Kavli Affiliate: Loyal Goff
| Authors: Shijie C. Zheng, Genevieve Stein-O’Brien, Leandros Boukas, Loyal A Goff and Kasper D Hansen
| Summary:
RNA velocity analysis of single cells promises to predict temporal dynamics from gene expression. Indeed, in many systems, it has been observed that RNA velocity produces a vector field that qualitatively reflects known features of the system. Despite this observation, the limitations of RNA velocity estimates are poorly understood. Using real data and simulations, we dissect the impact of different steps in the RNA velocity workflow on the estimated vector field.
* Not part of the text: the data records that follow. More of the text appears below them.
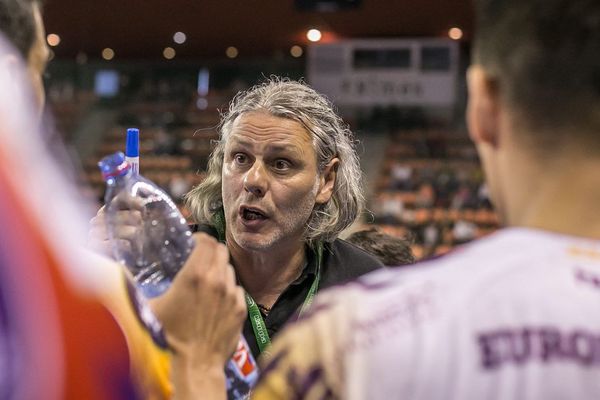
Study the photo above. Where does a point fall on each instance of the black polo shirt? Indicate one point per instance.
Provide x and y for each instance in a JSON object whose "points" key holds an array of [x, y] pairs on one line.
{"points": [[342, 262]]}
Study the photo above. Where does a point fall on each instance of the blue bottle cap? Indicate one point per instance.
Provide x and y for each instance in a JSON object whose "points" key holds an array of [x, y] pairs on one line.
{"points": [[114, 165], [132, 147]]}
We find that the process of mapping RNA velocity estimates into a low-dimensional representation, such as those produced by UMAP, has a large impact on the result. The RNA velocity vector field strongly depends on the k-NN graph of the data. This dependence leads to significant estimator errors when the k-NN graph is not a faithful representation of the true data structure, a feature that cannot be known for most real datasets. Finally, we establish that RNA velocity estimates expression speed neither at the gene nor cellular level. We propose that RNA velocity is best considered a smoothed interpolation of the observed k-NN structure, as opposed to an extrapolation of future cellular states, and that the use of RNA velocity as a validation of latent space embedding structures is circular.